When Snyder returned to the Valley, she brought along a boxer, whom she called "Lou" for Louisiana. Because she already has two boxers herself, her plan was to find a new home for Lou here.


As it turned out, however, that wasn't necessary. In something of a minor miracle, Lou's original family and his foster family discovered each other on the Internet and Lou was reunited with his owners, who were staying in Texas at the time.


The overall experience was something Snyder said she'll never forget.


"To be able to get one of those animals to where you could hold it … and after they got past their fear, they were so appreciative. You just knew that. It was written all over them. They were so happy to be with people," Snyder said.


Harry, meanwhile, is regaining some of his bounce — literally. When visitors enter the backyard, Harry repeatedly leaps high into the air in greeting, a trait that has earned him the nickname "Boing-Boing."

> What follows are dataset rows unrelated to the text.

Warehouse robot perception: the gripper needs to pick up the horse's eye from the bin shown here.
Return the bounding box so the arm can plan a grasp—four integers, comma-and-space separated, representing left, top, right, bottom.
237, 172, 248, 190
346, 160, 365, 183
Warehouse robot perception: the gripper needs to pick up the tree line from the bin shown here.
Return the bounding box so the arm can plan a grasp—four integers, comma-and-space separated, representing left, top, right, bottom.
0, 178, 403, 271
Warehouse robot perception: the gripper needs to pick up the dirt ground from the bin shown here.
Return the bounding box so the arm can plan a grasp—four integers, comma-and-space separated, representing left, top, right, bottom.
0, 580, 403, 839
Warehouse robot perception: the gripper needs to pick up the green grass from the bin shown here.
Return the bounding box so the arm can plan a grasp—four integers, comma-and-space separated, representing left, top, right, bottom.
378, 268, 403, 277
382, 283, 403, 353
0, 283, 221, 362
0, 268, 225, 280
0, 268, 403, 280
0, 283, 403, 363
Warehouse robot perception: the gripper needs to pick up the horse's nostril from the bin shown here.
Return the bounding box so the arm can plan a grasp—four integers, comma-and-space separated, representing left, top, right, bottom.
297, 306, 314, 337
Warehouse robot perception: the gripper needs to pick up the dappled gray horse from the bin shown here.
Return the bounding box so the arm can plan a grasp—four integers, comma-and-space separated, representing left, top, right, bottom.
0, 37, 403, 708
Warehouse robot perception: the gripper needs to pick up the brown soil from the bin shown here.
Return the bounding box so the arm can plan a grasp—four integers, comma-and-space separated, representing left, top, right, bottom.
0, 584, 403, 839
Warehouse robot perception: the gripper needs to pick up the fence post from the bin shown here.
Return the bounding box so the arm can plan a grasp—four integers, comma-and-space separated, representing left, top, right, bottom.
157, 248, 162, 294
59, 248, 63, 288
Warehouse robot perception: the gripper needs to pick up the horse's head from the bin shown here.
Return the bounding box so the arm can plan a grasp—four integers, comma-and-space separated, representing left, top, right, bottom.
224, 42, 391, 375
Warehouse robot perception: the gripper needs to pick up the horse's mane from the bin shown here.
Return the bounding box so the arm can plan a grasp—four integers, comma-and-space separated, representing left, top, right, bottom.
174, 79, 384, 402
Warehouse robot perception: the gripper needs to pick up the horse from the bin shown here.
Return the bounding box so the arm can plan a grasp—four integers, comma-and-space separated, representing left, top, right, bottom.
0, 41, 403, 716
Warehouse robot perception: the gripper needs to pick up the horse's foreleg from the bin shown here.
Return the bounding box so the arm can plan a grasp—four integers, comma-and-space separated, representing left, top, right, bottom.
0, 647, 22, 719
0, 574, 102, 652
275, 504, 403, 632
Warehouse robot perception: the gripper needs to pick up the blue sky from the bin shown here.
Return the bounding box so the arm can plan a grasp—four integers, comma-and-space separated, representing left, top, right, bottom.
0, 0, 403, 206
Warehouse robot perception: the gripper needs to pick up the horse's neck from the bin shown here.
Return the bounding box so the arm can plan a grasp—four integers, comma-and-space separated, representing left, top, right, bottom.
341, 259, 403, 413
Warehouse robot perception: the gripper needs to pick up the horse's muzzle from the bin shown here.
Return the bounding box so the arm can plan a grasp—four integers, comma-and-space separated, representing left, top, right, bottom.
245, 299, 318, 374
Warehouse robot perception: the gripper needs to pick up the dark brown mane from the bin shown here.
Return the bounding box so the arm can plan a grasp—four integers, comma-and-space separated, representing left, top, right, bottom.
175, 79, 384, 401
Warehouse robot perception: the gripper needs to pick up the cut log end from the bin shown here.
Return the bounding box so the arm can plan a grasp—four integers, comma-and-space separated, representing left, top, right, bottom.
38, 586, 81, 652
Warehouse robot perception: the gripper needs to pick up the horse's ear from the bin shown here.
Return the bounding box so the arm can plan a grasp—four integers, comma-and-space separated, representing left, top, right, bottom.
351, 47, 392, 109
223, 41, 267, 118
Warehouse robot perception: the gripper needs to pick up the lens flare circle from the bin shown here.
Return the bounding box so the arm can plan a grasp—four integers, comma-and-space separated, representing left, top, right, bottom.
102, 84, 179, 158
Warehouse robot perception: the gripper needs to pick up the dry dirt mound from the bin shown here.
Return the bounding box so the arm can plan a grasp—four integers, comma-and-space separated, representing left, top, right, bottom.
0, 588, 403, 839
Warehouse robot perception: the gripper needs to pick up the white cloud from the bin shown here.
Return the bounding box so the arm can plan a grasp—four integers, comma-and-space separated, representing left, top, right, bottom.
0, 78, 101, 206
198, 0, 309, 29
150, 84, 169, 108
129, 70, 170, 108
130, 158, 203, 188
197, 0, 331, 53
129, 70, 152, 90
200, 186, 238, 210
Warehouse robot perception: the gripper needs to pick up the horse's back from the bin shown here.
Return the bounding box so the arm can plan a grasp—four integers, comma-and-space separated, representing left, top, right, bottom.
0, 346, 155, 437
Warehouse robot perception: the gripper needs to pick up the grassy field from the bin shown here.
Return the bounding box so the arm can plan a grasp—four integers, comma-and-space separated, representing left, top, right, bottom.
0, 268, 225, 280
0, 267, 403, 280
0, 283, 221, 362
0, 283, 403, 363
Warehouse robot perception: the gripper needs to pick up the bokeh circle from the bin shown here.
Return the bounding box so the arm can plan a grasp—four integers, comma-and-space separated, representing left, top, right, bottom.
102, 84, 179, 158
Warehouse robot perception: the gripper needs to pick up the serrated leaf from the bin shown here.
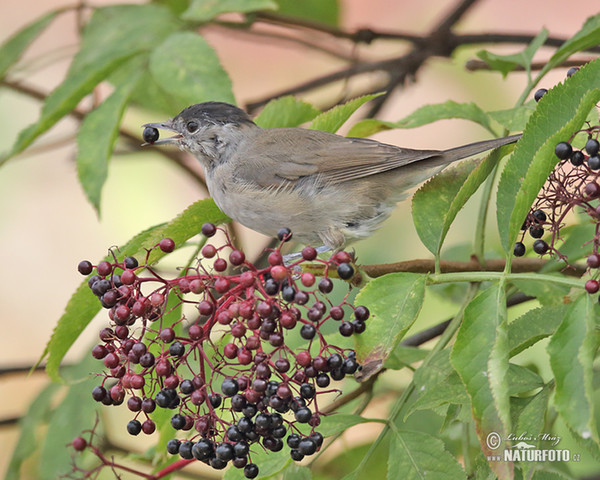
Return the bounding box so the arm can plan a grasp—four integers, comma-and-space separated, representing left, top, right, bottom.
497, 60, 600, 256
384, 345, 429, 370
40, 199, 229, 382
348, 100, 496, 137
511, 386, 553, 480
309, 93, 383, 133
150, 32, 235, 105
223, 448, 292, 480
450, 284, 513, 479
37, 354, 102, 480
254, 96, 321, 128
477, 28, 548, 77
488, 104, 536, 132
10, 4, 179, 156
387, 430, 467, 480
283, 463, 312, 480
276, 0, 340, 26
508, 305, 569, 357
181, 0, 277, 23
412, 153, 499, 255
355, 273, 425, 381
511, 274, 570, 305
547, 294, 600, 444
5, 383, 59, 480
319, 413, 371, 437
76, 58, 142, 215
0, 10, 58, 80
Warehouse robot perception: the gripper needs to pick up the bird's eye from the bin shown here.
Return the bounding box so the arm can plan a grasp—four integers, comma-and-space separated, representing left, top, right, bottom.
185, 121, 198, 133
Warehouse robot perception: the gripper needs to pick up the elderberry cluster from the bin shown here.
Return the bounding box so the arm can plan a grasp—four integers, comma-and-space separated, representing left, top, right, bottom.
78, 224, 369, 478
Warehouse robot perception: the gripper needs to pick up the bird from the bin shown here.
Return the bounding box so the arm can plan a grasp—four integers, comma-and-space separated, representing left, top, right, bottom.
143, 102, 520, 251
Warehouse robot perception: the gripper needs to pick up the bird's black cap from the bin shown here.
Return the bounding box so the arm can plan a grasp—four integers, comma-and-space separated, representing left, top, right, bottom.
177, 102, 254, 125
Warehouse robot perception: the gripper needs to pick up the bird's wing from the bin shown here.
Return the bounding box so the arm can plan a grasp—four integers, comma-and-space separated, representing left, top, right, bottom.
238, 128, 442, 187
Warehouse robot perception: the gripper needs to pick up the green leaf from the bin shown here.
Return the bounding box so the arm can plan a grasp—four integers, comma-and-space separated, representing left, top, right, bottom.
76, 58, 142, 215
319, 413, 372, 437
5, 383, 59, 480
508, 305, 568, 357
181, 0, 277, 23
412, 153, 500, 256
450, 284, 512, 479
0, 10, 59, 80
276, 0, 340, 26
511, 386, 553, 479
310, 93, 383, 133
150, 32, 235, 105
348, 100, 496, 137
356, 273, 425, 381
40, 199, 229, 382
488, 100, 537, 132
387, 430, 467, 480
547, 294, 600, 444
537, 14, 600, 79
282, 463, 312, 480
477, 28, 548, 77
254, 96, 321, 128
10, 4, 179, 156
384, 344, 429, 370
497, 60, 600, 256
223, 448, 292, 480
511, 274, 570, 305
37, 354, 102, 480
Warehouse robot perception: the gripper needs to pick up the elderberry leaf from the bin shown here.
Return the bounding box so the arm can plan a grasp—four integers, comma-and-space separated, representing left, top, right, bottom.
150, 32, 235, 106
387, 430, 466, 480
39, 199, 229, 383
318, 413, 371, 437
355, 273, 425, 381
510, 386, 554, 478
497, 60, 600, 253
223, 447, 293, 480
450, 284, 512, 478
275, 0, 340, 27
10, 4, 180, 156
181, 0, 277, 23
412, 153, 505, 256
5, 383, 59, 480
0, 10, 59, 80
508, 304, 568, 357
309, 93, 383, 133
76, 58, 142, 215
254, 96, 321, 128
348, 100, 496, 137
547, 294, 600, 458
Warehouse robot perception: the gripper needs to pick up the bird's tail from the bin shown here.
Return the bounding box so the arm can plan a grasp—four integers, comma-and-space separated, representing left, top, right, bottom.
441, 134, 521, 164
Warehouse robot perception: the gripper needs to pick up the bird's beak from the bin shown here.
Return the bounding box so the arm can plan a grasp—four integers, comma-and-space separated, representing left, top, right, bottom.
142, 122, 183, 147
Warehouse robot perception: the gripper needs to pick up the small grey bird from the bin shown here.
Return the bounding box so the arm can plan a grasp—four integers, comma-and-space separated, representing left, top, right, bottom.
144, 102, 520, 249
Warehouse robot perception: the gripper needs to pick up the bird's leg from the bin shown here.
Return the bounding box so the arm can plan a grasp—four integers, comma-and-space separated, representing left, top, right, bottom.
283, 245, 331, 266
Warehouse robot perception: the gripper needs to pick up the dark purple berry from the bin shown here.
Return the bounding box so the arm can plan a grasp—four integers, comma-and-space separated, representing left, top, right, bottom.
127, 420, 142, 435
533, 88, 548, 102
571, 150, 585, 167
513, 242, 526, 257
142, 127, 159, 143
533, 240, 549, 255
77, 260, 93, 275
277, 227, 292, 242
585, 138, 600, 157
554, 142, 573, 160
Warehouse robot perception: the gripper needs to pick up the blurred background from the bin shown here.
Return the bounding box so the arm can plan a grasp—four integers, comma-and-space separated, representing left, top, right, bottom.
0, 0, 597, 474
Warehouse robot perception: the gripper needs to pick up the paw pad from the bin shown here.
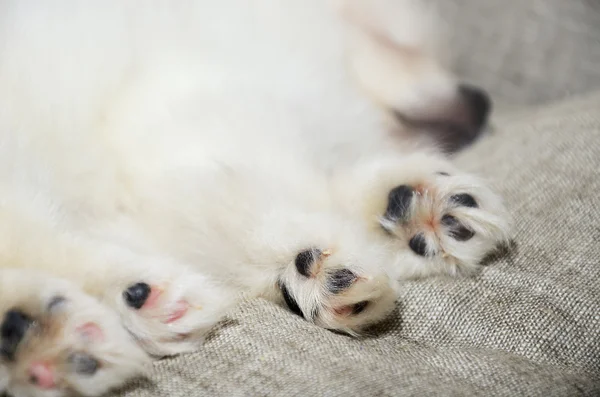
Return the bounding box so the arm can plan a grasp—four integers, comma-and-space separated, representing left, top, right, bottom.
123, 283, 152, 309
68, 352, 100, 376
450, 193, 479, 208
327, 269, 358, 294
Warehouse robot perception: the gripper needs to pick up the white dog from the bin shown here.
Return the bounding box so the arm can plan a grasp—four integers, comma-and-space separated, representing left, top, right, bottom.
0, 0, 508, 397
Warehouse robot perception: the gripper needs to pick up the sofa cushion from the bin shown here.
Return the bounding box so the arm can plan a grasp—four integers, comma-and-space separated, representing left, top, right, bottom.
120, 94, 600, 397
427, 0, 600, 107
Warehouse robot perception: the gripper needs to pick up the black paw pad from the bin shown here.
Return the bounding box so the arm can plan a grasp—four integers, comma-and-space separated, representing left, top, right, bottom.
294, 248, 322, 277
123, 283, 152, 309
0, 310, 33, 360
408, 233, 427, 256
327, 269, 358, 294
450, 193, 479, 208
68, 353, 100, 376
47, 295, 67, 313
442, 215, 475, 241
384, 185, 414, 221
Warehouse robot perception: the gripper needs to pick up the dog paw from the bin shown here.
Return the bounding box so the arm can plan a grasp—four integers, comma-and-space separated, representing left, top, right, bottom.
109, 265, 236, 356
277, 224, 397, 335
378, 164, 508, 276
0, 269, 148, 396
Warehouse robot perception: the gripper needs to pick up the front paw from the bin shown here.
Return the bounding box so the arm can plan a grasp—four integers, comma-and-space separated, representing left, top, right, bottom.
378, 169, 509, 276
0, 269, 147, 396
108, 264, 237, 356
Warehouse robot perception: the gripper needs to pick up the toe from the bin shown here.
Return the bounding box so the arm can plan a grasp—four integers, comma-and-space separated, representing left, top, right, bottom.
450, 193, 478, 208
123, 283, 152, 309
68, 352, 100, 376
408, 233, 427, 256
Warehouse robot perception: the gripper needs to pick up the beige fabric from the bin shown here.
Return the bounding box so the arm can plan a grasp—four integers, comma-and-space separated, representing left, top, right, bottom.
115, 90, 600, 397
427, 0, 600, 107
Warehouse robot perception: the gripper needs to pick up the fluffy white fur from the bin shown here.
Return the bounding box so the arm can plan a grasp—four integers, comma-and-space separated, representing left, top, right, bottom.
0, 0, 508, 397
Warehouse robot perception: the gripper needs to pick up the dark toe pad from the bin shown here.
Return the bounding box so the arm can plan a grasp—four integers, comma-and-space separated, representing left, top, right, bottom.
123, 283, 151, 309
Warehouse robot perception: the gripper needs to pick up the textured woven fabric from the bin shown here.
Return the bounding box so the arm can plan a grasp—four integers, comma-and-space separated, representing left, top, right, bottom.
427, 0, 600, 107
115, 90, 600, 397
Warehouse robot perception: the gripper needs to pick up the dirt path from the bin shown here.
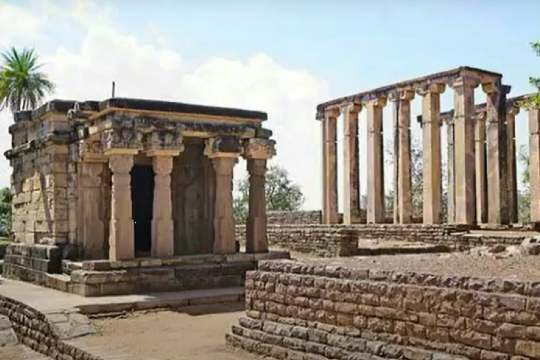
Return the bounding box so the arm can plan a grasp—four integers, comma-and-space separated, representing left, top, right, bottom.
77, 305, 257, 360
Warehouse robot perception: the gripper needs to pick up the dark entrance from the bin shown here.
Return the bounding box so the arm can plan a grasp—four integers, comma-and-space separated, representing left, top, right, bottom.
131, 165, 154, 257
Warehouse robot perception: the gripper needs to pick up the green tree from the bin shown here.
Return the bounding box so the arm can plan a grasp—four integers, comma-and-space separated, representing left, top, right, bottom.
0, 48, 54, 112
233, 165, 304, 223
0, 187, 12, 237
522, 42, 540, 109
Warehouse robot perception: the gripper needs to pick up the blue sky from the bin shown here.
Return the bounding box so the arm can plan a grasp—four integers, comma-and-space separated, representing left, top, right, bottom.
0, 0, 540, 208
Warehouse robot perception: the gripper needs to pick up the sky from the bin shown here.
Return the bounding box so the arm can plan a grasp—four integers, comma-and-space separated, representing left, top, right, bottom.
0, 0, 540, 209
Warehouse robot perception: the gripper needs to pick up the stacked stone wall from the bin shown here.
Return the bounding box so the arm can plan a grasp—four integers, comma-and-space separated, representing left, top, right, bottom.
226, 261, 540, 360
266, 210, 322, 224
0, 295, 102, 360
236, 224, 469, 257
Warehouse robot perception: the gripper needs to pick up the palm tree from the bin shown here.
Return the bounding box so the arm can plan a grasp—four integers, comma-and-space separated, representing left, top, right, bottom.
0, 48, 54, 112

"He was a pistol, let me tell you, when we first got him," Kjella said. "I put him on the grooming table because he had hair hanging in his face. They had shaved him because he was all matted, but you couldn't see his face or his eyes and of course I can't train him unless I can see what he's thinking. I reached for him to brush the hair on his face and he about tore my face off. He missed, but he was like a vicious junkyard dog.


"Nobody could pet him on the head. He would just reach out and bite. I think, really, it stems from fear. And the food aggression you can almost understand. He was probably roaming the streets of New Orleans for quite a while, trying to find food. It must have been so scary."


Hjella figures she has another couple months of work with Harry before he's ready to be placed in a new home, but she's confident he'll get there.


"I couldn't touch him before but now I can hug him and pet him. He's really an extremely sweet dog."


Hjella, too, wishes Harry could talk.


"It'd be so much easier to train him," she said, with a laugh. "And you could reason with him like a person or a child. I tell him all the time, I say, 'Harry, you don't have to worry about where your food's coming from. You're always going to have food. Nobody's ever going to hurt you again, right, Harry?'"


Harry's long tail, with its lion-like tuft at the end, wags.


"He's come a long way," Hjella said.